The three methods used to estimate a model of population relationships and historical associations in M. oregonensis differ in two fundamental aspects: (1) the degree to which they consider the information contained in DNA sequences, and (2) the extent to which the inference procedure is sensitive to assumptions about the processes underlying the geographic structuring of genetic variation. The impacts of these differences are expected to influence not only the ability to resolve the population tree, but also the accuracy of the estimated population relationships from each of the methods. Both may contribute to the inconsistencies between the models of population divergence estimated from the different methods (Fig. 4).

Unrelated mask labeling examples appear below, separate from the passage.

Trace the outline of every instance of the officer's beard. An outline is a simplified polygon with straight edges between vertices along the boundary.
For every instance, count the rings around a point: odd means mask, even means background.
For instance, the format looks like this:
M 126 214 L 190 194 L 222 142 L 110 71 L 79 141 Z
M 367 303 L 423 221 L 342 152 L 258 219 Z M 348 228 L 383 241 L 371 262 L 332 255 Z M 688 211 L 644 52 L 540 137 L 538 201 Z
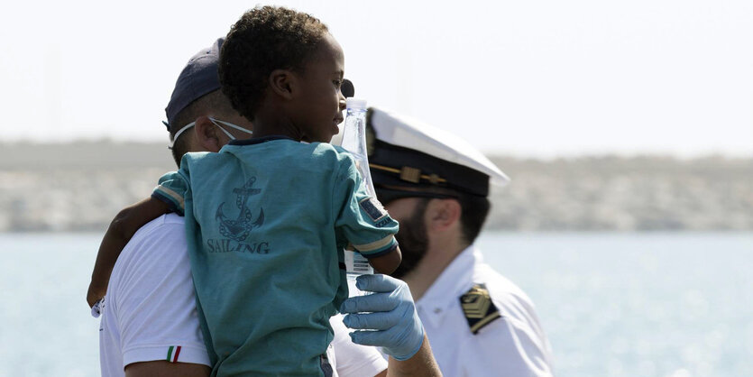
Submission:
M 424 213 L 430 198 L 422 198 L 416 204 L 413 215 L 407 220 L 400 221 L 400 230 L 395 235 L 402 253 L 402 262 L 391 276 L 402 279 L 412 271 L 424 258 L 428 246 L 427 226 L 424 224 Z

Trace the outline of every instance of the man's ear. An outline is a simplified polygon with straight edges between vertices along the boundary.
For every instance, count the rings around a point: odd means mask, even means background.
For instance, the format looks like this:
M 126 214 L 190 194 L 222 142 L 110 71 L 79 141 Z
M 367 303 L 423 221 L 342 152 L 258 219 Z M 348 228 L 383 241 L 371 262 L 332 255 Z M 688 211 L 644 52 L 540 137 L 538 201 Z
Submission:
M 275 69 L 270 74 L 270 87 L 276 95 L 290 99 L 298 78 L 288 69 Z
M 205 152 L 216 152 L 224 145 L 224 143 L 220 140 L 220 135 L 217 133 L 217 127 L 206 115 L 196 118 L 194 140 L 197 146 Z
M 427 226 L 434 231 L 445 231 L 460 222 L 462 213 L 456 199 L 432 199 L 427 207 Z

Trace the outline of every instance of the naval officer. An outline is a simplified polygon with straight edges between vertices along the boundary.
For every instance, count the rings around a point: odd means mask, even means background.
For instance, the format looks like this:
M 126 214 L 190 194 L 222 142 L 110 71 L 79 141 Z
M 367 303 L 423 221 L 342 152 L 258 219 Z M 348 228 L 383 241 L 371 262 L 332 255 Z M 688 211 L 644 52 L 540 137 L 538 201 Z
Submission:
M 552 375 L 530 299 L 473 245 L 490 182 L 508 178 L 456 135 L 376 108 L 367 124 L 377 197 L 400 224 L 403 262 L 394 276 L 410 288 L 442 372 Z

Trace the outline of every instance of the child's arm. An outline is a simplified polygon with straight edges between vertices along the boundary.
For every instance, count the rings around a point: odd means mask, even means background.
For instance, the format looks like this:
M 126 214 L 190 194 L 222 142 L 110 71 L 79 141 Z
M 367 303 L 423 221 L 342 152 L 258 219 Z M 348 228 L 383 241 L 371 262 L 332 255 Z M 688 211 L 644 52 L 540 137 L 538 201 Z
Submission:
M 146 223 L 170 211 L 165 202 L 150 198 L 125 207 L 115 216 L 105 234 L 105 238 L 102 239 L 96 262 L 94 263 L 91 283 L 87 292 L 89 307 L 93 307 L 105 297 L 115 261 L 131 237 Z
M 371 264 L 377 272 L 389 275 L 398 269 L 398 266 L 400 265 L 400 262 L 402 262 L 402 253 L 400 253 L 399 246 L 395 245 L 395 248 L 391 252 L 384 255 L 370 259 L 369 264 Z

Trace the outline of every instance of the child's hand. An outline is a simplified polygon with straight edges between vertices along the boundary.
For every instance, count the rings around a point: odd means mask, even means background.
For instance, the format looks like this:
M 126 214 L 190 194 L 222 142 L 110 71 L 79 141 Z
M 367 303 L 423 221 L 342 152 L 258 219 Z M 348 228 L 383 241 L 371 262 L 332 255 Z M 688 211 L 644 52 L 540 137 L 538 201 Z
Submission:
M 93 308 L 94 304 L 102 299 L 106 293 L 107 293 L 106 286 L 104 288 L 97 287 L 96 284 L 92 281 L 89 284 L 89 290 L 87 292 L 87 303 L 89 304 L 89 308 Z
M 340 308 L 341 313 L 354 313 L 343 319 L 346 326 L 367 330 L 351 333 L 353 342 L 381 346 L 397 360 L 416 354 L 424 342 L 424 326 L 408 284 L 387 275 L 361 275 L 355 285 L 376 293 L 350 298 Z

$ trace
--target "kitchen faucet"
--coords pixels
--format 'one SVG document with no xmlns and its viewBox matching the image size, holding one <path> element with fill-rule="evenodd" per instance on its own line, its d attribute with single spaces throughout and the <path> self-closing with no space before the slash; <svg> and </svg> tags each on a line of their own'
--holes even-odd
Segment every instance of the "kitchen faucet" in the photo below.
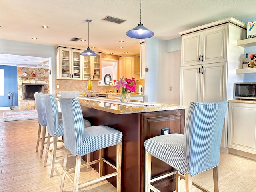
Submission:
<svg viewBox="0 0 256 192">
<path fill-rule="evenodd" d="M 108 92 L 109 93 L 110 92 L 110 84 L 112 84 L 112 87 L 113 87 L 113 86 L 114 85 L 112 82 L 110 82 L 110 83 L 109 83 L 109 84 L 108 84 Z"/>
</svg>

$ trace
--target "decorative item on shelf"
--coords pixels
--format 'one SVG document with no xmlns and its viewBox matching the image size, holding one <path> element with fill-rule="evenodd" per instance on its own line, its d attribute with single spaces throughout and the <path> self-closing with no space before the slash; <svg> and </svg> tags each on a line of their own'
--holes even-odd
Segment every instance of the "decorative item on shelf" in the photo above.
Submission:
<svg viewBox="0 0 256 192">
<path fill-rule="evenodd" d="M 146 39 L 154 35 L 154 32 L 146 28 L 141 23 L 141 0 L 140 0 L 140 23 L 138 26 L 126 32 L 126 35 L 134 39 Z"/>
<path fill-rule="evenodd" d="M 36 71 L 35 70 L 33 70 L 33 71 L 31 71 L 31 75 L 32 75 L 32 77 L 36 77 Z"/>
<path fill-rule="evenodd" d="M 132 79 L 121 78 L 117 81 L 116 85 L 114 87 L 116 87 L 118 91 L 122 88 L 122 92 L 119 96 L 119 100 L 121 102 L 129 102 L 131 99 L 131 96 L 129 91 L 135 92 L 136 82 L 135 78 L 133 77 Z"/>
<path fill-rule="evenodd" d="M 98 54 L 94 53 L 89 48 L 89 22 L 92 21 L 92 20 L 86 19 L 85 21 L 88 22 L 88 48 L 86 50 L 81 53 L 80 54 L 84 56 L 90 56 L 90 57 L 97 56 Z"/>
<path fill-rule="evenodd" d="M 256 37 L 256 21 L 247 23 L 247 38 Z"/>
</svg>

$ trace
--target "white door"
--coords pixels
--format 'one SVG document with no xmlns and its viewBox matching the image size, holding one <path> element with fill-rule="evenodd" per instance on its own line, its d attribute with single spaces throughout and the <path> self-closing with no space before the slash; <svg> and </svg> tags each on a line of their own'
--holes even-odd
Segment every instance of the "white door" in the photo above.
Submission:
<svg viewBox="0 0 256 192">
<path fill-rule="evenodd" d="M 180 69 L 180 105 L 189 106 L 192 101 L 199 101 L 201 76 L 200 65 L 182 67 Z"/>
<path fill-rule="evenodd" d="M 182 38 L 181 66 L 198 65 L 202 51 L 202 32 L 193 33 Z"/>
<path fill-rule="evenodd" d="M 225 25 L 203 31 L 202 64 L 226 61 L 227 29 Z"/>
<path fill-rule="evenodd" d="M 223 89 L 225 65 L 225 62 L 202 65 L 200 101 L 216 102 L 225 99 Z"/>
</svg>

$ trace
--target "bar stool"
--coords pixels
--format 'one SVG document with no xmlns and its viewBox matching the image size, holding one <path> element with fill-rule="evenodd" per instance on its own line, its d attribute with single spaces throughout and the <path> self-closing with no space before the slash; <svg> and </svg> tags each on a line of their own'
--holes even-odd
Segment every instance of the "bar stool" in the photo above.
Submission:
<svg viewBox="0 0 256 192">
<path fill-rule="evenodd" d="M 184 135 L 168 134 L 146 140 L 145 192 L 160 190 L 151 185 L 175 174 L 176 192 L 180 177 L 185 179 L 186 191 L 191 191 L 192 184 L 203 191 L 202 187 L 192 182 L 191 177 L 213 168 L 214 192 L 219 191 L 218 166 L 223 122 L 228 102 L 192 102 L 187 116 Z M 151 180 L 152 156 L 165 162 L 176 171 Z"/>
<path fill-rule="evenodd" d="M 73 192 L 78 188 L 84 187 L 110 177 L 116 176 L 117 191 L 121 191 L 122 158 L 122 132 L 105 126 L 96 126 L 84 128 L 83 115 L 81 106 L 77 98 L 59 98 L 62 114 L 65 141 L 65 154 L 63 170 L 60 185 L 60 192 L 63 190 L 64 181 L 66 175 L 73 184 Z M 104 148 L 115 145 L 116 147 L 116 165 L 108 161 L 103 157 Z M 81 156 L 100 150 L 99 159 L 81 165 Z M 68 151 L 76 156 L 76 166 L 67 169 Z M 114 173 L 103 175 L 103 162 L 114 168 Z M 79 183 L 80 170 L 82 167 L 99 163 L 99 177 L 83 183 Z M 74 177 L 69 171 L 75 169 Z"/>
<path fill-rule="evenodd" d="M 36 110 L 38 116 L 38 132 L 37 136 L 37 142 L 36 142 L 36 151 L 38 150 L 39 142 L 41 142 L 41 149 L 40 151 L 40 158 L 42 158 L 43 156 L 43 152 L 44 151 L 44 147 L 46 144 L 45 142 L 45 139 L 47 138 L 47 137 L 45 136 L 46 132 L 46 127 L 47 126 L 46 122 L 46 117 L 44 110 L 44 100 L 43 99 L 42 93 L 35 92 L 34 94 L 35 97 L 35 101 L 36 106 Z M 42 127 L 43 127 L 42 136 L 41 136 L 41 132 Z"/>
<path fill-rule="evenodd" d="M 57 142 L 59 141 L 63 141 L 62 139 L 58 140 L 58 138 L 63 136 L 63 124 L 62 119 L 59 119 L 58 106 L 54 95 L 52 94 L 44 94 L 43 98 L 44 102 L 44 108 L 48 131 L 46 152 L 44 158 L 44 166 L 45 167 L 46 165 L 48 154 L 50 154 L 52 157 L 50 176 L 52 177 L 53 175 L 56 150 L 64 148 L 64 146 L 62 146 L 57 148 Z M 89 121 L 84 120 L 83 122 L 85 127 L 90 126 L 91 124 Z M 53 138 L 53 146 L 52 149 L 50 149 L 50 140 L 49 138 L 51 136 Z"/>
<path fill-rule="evenodd" d="M 60 96 L 62 97 L 79 97 L 79 91 L 60 91 Z"/>
</svg>

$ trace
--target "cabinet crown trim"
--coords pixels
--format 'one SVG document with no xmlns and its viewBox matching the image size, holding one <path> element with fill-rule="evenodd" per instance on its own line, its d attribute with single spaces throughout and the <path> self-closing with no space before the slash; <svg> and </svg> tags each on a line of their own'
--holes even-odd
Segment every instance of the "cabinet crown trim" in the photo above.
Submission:
<svg viewBox="0 0 256 192">
<path fill-rule="evenodd" d="M 189 33 L 193 33 L 194 32 L 196 32 L 197 31 L 200 31 L 204 29 L 207 29 L 211 27 L 215 27 L 219 25 L 222 25 L 223 24 L 227 24 L 228 23 L 232 23 L 235 25 L 236 25 L 239 27 L 240 27 L 245 30 L 247 28 L 247 26 L 246 24 L 241 22 L 241 21 L 237 20 L 232 17 L 230 17 L 226 19 L 222 19 L 219 21 L 215 21 L 212 23 L 206 24 L 205 25 L 201 25 L 198 27 L 192 28 L 188 30 L 180 32 L 179 34 L 180 35 L 184 35 Z"/>
</svg>

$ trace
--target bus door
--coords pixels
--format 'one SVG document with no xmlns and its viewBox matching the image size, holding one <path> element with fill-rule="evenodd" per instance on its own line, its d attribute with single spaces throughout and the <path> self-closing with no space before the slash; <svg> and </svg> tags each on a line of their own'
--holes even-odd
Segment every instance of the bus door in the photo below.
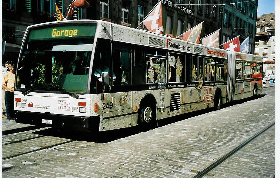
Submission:
<svg viewBox="0 0 280 178">
<path fill-rule="evenodd" d="M 182 112 L 185 110 L 183 104 L 184 99 L 183 89 L 184 70 L 183 55 L 174 52 L 168 53 L 168 114 Z M 174 88 L 174 89 L 172 89 Z"/>
<path fill-rule="evenodd" d="M 252 95 L 251 78 L 251 64 L 250 62 L 244 61 L 244 96 L 248 97 Z"/>
<path fill-rule="evenodd" d="M 235 61 L 235 99 L 243 98 L 244 93 L 244 61 Z"/>
</svg>

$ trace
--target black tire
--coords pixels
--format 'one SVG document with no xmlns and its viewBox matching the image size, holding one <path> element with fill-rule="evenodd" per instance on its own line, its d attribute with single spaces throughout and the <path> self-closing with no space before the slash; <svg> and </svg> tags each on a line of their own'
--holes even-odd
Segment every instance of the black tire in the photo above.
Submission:
<svg viewBox="0 0 280 178">
<path fill-rule="evenodd" d="M 146 104 L 140 110 L 140 125 L 145 128 L 151 128 L 154 126 L 156 111 L 151 105 Z"/>
<path fill-rule="evenodd" d="M 215 110 L 219 110 L 222 106 L 222 96 L 220 92 L 217 92 L 214 98 L 214 108 Z"/>
<path fill-rule="evenodd" d="M 255 86 L 254 87 L 254 89 L 253 90 L 253 95 L 255 97 L 257 96 L 257 91 L 258 90 L 257 89 L 257 87 Z"/>
</svg>

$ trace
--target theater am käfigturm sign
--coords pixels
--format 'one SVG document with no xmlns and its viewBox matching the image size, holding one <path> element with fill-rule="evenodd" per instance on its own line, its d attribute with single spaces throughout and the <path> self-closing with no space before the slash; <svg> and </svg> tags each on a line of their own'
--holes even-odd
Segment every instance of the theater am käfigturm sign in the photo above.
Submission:
<svg viewBox="0 0 280 178">
<path fill-rule="evenodd" d="M 193 15 L 193 11 L 190 10 L 181 5 L 175 4 L 170 1 L 168 0 L 162 0 L 162 3 L 177 9 L 178 11 L 182 11 L 189 15 Z"/>
</svg>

Both the shallowest divergence clustering and minimizing the number of deep coalescence takes into account the stochastic sorting of gene lineages by genetic drift, and incorporate information inherent in the genealogical relationships among alleles, when estimating the population tree. However, by utilizing only information from the first coalescence between populations (Takahata 1989), the shallowest divergence clustering method does not use information contained in the pattern of interspecific coalescence from the multiple gene copies sampled per population, whereas the method of minimizing the number of deep coalescence uses information contained across the entire gene genealogy (Maddison and Knowles 2006), albeit not in a full probabilistic framework (see Degnan and Salter 2005). These two methods contrast with minimizing the average genetic distance, in which information contained in the genealogical relationships among DNA sequences is not considered.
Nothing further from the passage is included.